The project teams compiled a Lessons Learned Report. In this report, the teams summarize the key observations, and findings that inform future tools, systems development, and testing, and NLP and machine learning pipeline and model development. The report is available here: https://aspe.hhs.gov/sites/default/files/private/pdf/259016/NLP-CLEW-LessonsLearned-508.pdf.
CDC and FDA developed a CLEW User Guidance document, which explains how to install and use the CLEW, as well as the products developed in the CDC and FDA pilots. The report is available here: https://aspe.hhs.gov/sites/default/files/private/pdf/259016/NLP-CLEW-UserGuidanceDocument-508.pdf.
The NLP Workbench Web Service Project Website is available at: https://www.cdc.gov/cancer/npcr/informatics/nlp-workbench/index.htm
CLEW, the cloud-based, open-source NLP Workbench Web Service code and documentation have been uploaded to the CDC public GitHub at https://github.com/CDCgov/NLPWorkbench and the FDA public GitHub at https://github.com/FDA/.
The FDA project team initiated and completed the generation of an annotated corpus to support training and development efforts of language models.
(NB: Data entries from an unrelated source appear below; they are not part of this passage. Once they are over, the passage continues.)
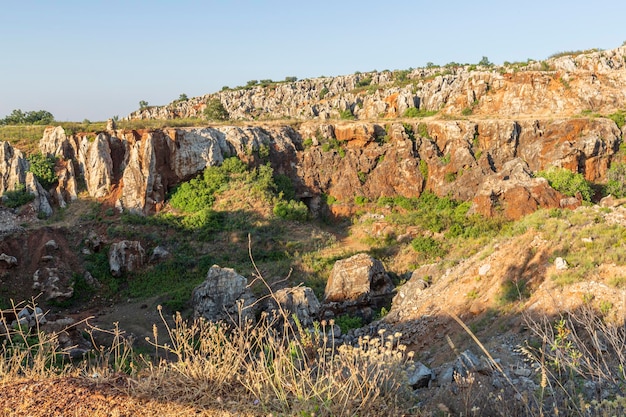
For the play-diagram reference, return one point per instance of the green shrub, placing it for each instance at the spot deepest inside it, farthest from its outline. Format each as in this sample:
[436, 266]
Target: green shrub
[513, 291]
[346, 322]
[291, 210]
[415, 112]
[284, 186]
[422, 130]
[215, 110]
[616, 184]
[449, 176]
[360, 200]
[364, 82]
[199, 193]
[346, 114]
[619, 118]
[424, 169]
[567, 182]
[17, 197]
[427, 246]
[42, 167]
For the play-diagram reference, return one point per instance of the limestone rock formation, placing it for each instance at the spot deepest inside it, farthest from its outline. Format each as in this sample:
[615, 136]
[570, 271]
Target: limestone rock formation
[560, 87]
[298, 301]
[224, 295]
[13, 167]
[53, 283]
[9, 260]
[357, 285]
[125, 256]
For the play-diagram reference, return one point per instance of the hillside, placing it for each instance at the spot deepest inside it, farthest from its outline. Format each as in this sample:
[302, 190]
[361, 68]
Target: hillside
[480, 195]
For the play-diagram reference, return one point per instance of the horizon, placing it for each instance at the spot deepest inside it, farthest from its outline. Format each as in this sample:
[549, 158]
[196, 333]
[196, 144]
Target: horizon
[96, 61]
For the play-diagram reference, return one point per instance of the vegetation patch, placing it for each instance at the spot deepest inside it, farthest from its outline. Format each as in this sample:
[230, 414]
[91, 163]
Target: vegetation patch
[568, 182]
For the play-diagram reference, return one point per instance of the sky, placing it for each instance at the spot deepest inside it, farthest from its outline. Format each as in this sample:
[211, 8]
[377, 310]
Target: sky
[94, 60]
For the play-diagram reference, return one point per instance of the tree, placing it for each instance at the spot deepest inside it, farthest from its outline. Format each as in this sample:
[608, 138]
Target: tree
[215, 110]
[42, 167]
The complete clinical and temporal annotations for the 1,000 Vaccine Adverse Event Reporting System (VAERS) reports are publicly available to the research community on GitHub here: http://github.com/fda/VAERS-Annotations.
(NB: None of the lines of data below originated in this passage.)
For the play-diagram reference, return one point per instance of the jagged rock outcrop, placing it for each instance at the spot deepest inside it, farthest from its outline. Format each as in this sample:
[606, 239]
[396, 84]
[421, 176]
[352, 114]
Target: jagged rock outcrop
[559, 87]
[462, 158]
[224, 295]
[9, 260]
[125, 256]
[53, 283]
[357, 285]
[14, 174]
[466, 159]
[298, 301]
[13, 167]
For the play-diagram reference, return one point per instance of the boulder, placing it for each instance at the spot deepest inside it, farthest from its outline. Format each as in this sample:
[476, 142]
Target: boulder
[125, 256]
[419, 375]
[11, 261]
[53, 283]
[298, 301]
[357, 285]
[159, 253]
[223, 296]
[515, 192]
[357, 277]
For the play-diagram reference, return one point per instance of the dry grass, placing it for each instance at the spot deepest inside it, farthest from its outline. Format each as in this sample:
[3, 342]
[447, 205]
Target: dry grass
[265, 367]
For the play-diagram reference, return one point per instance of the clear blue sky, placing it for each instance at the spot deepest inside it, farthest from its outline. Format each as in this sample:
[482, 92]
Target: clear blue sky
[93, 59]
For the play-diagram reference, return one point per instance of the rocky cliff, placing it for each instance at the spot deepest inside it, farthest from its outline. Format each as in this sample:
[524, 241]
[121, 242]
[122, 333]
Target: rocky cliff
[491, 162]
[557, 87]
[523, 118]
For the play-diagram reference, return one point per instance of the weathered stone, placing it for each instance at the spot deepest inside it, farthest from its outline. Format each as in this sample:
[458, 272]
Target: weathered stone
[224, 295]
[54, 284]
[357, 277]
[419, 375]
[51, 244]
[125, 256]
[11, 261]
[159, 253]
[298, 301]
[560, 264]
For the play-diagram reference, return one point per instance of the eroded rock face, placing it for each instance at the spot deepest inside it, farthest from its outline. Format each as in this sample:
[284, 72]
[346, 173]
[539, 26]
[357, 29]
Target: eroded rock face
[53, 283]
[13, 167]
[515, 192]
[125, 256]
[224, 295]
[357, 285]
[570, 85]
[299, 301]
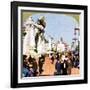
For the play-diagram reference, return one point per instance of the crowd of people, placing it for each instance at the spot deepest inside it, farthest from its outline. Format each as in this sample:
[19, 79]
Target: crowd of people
[63, 63]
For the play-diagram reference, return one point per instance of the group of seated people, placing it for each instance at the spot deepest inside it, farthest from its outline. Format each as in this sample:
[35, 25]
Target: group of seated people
[63, 64]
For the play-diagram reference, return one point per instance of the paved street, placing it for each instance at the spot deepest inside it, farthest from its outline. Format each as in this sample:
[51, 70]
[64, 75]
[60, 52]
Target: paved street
[49, 68]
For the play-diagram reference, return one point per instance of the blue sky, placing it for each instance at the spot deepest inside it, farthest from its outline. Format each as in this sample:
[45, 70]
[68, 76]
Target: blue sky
[58, 25]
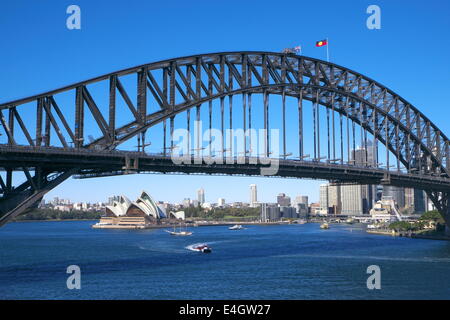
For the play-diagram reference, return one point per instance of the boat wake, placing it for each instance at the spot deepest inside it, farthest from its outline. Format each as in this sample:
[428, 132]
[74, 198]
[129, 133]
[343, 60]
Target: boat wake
[195, 246]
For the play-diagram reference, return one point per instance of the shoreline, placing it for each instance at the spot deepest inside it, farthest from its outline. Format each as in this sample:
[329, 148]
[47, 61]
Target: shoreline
[411, 236]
The results of the environmental scan and literature review, “Natural Language Processing Systems for Capturing and Standardizing Unstructured Clinical Information: A Systematic Review” were published in the September 2017 issue of the Journal of Biomedical Informatics. The article can be found here: https://www.ncbi.nlm.nih.gov/pubmed/28729030
- The team also published the final corpus in a paper describing the methodology used to create it so that researchers can assess the utility of the corpus to their own work. The paper titled “Generation of an annotated reference standard for vaccine adverse event reports” was published in Vaccine in 2019. The paper can be found here: https://www.ncbi.nlm.nih.gov/pubmed/29880244
Below is a list of ASPE-funded PCORTF projects that are related to this project
Technologies for Donating Medicare Beneficiary Claims Data to Research Studies - This project aims to provide a safe and secure mechanism for Medicare beneficiaries to donate least three years of their individual Medicare claims data to scientific research studies. This project will allow researchers to collect longitudinal patient information from Medicare and to link data sets with other relevant information for NIH-led research. In addition, this project leverages current investments in federal data infrastructure to inform future infrastructure development—combining advances in Blue Button on FHIR (Blue Button 2.0) and S4S to enhance data collection by the All of Us initiative.